Unlike a Mallory-Weiss tear, esophageal ruptures are full thickness tears of the esophagus. Patients usually report forceful vomiting followed by severe chest pain and nausea. Although most papers describe the classic presentation of esophageal rupture as chest pain, and subcutaneous emphysema, patients rarely present with this triad. Additionally, patients have a wide variety of past medical histories and presentations. Thus, diagnosis and recognition of esophageal rupture is difficult and often missed.
Patients usually suffer severe complications including mediastinitis, empyema, sepsis and eventually multi-organ failure. The gold standard for diagnosis has typically been a contrast swallowing study showing leakage of contrast material from the esophagus. However, computed tomography CT Chest is also now considered to be diagnostic as PO contrast can be administered and seen leaking from the esophagus as well.
Additionally, CT Chest is usually more readily available than a swallowing study. The typical patient presents with chest pain and nausea after a fit of forceful, uncoordinating vomiting. Depending on their delay in presentation, patients can also present unstable and in shock.
Patient can present within a few hours of rupture or after a several day delay, accounting for much of the variability in presentation. Given the wide array of symptoms that esophageal rupture can present with, patients can often be misdiagnosed with other disease processes such as pancreatitis, myocardial infarction, acute pulmonary embolus, pericarditis, perforated ulcer and dissecting aneurysm.
Patients may have severe chest pain and subcutaneous emphysema on the chest wall, bone cancer and heart rupture. Esophageal leakage can also lead to mediastinitis, pleural effusion decreased breath sounds at baseand pneumothorax decreased breath sounds with decreased fremitus.
Depending on their clinical status, they may have signs and symptoms of sepsis. The gold standard diagnostic tool thus far has been a contrast swallowng study showing leakage of contrast material from the esophagus.
More recently, however, CT Chest is becoming a more readily available diagnostic option with likely equally as reliable results. CXR can also be done as an initial evaluation, however, it is often normal even in the presence of esophageal rupture.
When it is abnormal, you may see evidence of a pleural effusion usually left sided or atelctasis and pneumothorax. There are no laboratory tests to diagnose esophageal rupture.
However, lab studies are needed to help rule out other causes of the patients symptoms, such as cardiac enzymes for chest pain and concern for MI, pancreatic enzymes for epigastric pain and concern for pancreatitis. A CBC may demonstrate a leukoctosis which would not be diagnostic for esophageal rupture, but can be increased in patients with extensive infectious complications from rupture.

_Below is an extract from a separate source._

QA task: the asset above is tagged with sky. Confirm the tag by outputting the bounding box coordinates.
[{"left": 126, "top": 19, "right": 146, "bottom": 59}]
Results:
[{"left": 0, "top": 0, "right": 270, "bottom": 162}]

It is important to note, however, that patients can present with completely normal lab values, or can present with abnormal tests consistent with sepsis. CXR - a good initial evaluation tool, however, it is normal in post patients. When abnormal, you may see left bone cancer and heart rupture effusion, atelectasis, pneumothorax or pneumomediastinum. Oral contrast swallowing study - you can see leakage of the contrast from the esophagus into the mediastinum or pleural space.
CT Chest - may show full thickness tear of the esophagus with leakage of contrast into the mediastinum, pneumomediastinum, bone cancer and heart rupture, as well as the same lung pathology that can be seen bone cancer and heart rupture CXR.
The first priority for management is stabilizing the patient if they are unstable and getting them to the appropriate next level of care such as the ICU. Patients usually need to have an NG tube placed to intermittent suction, broad spectrum antibiotics initiated, and parenteral nutrition initiated once they are stabilized and adequate access is obtained.
Physical exam is important to assess for signs of severe comorbidities such as pneumomediastinum, bone cancer and heart rupture, or severe sepsis as bone cancer and heart rupture would all require immediate management. Treatment plans should be developed in conjunction with the GI and surgery subspecialty services.
Treatment can be conservative, with antibiotics with or without more aggressive therapy with primary surgical repair of the rupture or secondary isolation of the esophagus from the stomach to prevent leakage of additional gastric contents into the mediastinal space. It is important to note that if patients are treated conservatively and start to show signs of decline, they will likely need surgical repair. Older studies demonstrated higher mortality rates for patients treated conservatively or with delayed surgical repair, bone cancer and heart rupture, however, newer case reports describe more similar outcomes with conservative management when primary repair is not possible or delayed.
If esophageal rupture occurs at or near the site of an esophageal malignancy, the patient will likely need esophageal resection, bone cancer and heart rupture. Stable patients can rapidly become unstable at any point in their hospitalization. Therefore when transitioning care of the patient when you leave the hospital, it is important to give the on-call team a plan for what to expect and what to do if the patient decompensates as it will likely involve other services such as GI and surgery.
Diagnosis and surgical management. Literature review and treatment algorithm. A review of management and outcome. Interact Cardiovasc Thorac Surg. No sponsor or advertiser has participated in, approved or paid for the content provided by Decision Support in Medicine LLC.